前回このお話を飛ばして25話を上げてしまっていましたので、急遽割り込み投稿させていただきました

気づかずに大変申し訳ございませんでした!

 数時間後。

 服装とか髪型を整えた俺は、華と一緒に彼女の家の前にいた。


「本当に大丈夫? 亮太」


 事が事だけに華も俺のことを何度も心配してくる。


「大丈夫だよ、華。俺達はあくまでお付き合いをしている挨拶をするだけなんだし、泰介さんだってしっかり話をすれば分かってくれるはずだ」


 ー正直怖くはある。


 身体は小刻みに震えているし、本当は逃げ出したいという気持ちもある。


(この扉を入った先で待っていることが、想像できない)


 3年前、俺は華を傷つけたことを泰介さんが今でも許していないことは華から聞いている。俺だって許してもらうつもりはない。

 でもそれと、何も話さないのとは違う。逃げていたって何も始まらない。


「行こう、華」


「......分かった」


 俺は華の手を優しく握り、彼女の家の扉を開けた。


 2

「お帰りなさい華。体調はよくなった? あら?」


 玄関に入るとソフィーヤさんが出迎えてくれる。予めこの時間に帰ってくることは連絡してあり、ソフィーヤさんはわざわざ玄関で娘の帰りを待ってくれていたのだ。


「亮太君も一緒なのね。いらっしゃい」


 ただ俺も一緒に来ることは伝えていなかったので、少し驚いてはいたものの笑顔で出迎えてくれた。


「お邪魔します、ソフィーヤさん。昨日はありがとうございました」


「いいのよ、困ったときはお互い様なんだから。それより今日は用事があってきたのよね?」


「はい。昨日のお礼とは別に、お二人に話したいことがありまして」


「どうぞ、上がってちょうだい」


 俺の言葉にソフィーヤさんは頷いた後に、俺を華と一緒に玄関に上げてくれる。


「お母さん、お父さんは?」


「二階のリビングにいるわ。さっきまで貴女の帰りが遅いって、怒っていたのよ」


「すいません、俺のせいで」


「昨日も言ったけど、亮太君何も悪くないわ。ただ、そうね。ちゃんと話をするべきだとは思うわ」


「はい......」


 俺はソフィーヤさんの後ろについて、玄関から二階へ階段を上っていく。


(もうここまで来てしまったんだ。覚悟を決めろ、俺)


 一段一段上がる度に、心臓の鼓動が早くなる。今にも破裂してしまいそうな自分の心を、ぐっと堪えながら、二階へ到着し、泰介さんがいるリビングの入口の扉までやって来る。

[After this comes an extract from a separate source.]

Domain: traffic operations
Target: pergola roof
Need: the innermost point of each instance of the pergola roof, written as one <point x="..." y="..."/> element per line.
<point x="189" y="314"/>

(小さい頃は何度も開けた扉のはずなのに、今日だけは巨大な壁に見えるな)


 まるで俺が入るのを拒絶しているようなその扉の前に立つと、俺の足が止まってしまった。


「亮太?」


 その様子を見た華が、少しだけ不安そうに声を掛けてくる。


「やっぱり今日は帰る?」


「大丈夫だよ、行こう」


 俺は一つ大きく深呼吸して、リビングに足を踏み入れた。


 3

「ただいま、お父さん」


「帰ってきたか、華。今日までどこに......なっ」


 華が帰ってきたのを認めた泰介さんは、俺が隣にいることにすぐに気がつく。


「我が家に男を入れる許可した覚えはないんだが」


「お久しぶりです、泰介さん......」


 てっきり出会ってすぐに殴られる覚悟だったのだが、泰介さんはあくまで冷静に対応した。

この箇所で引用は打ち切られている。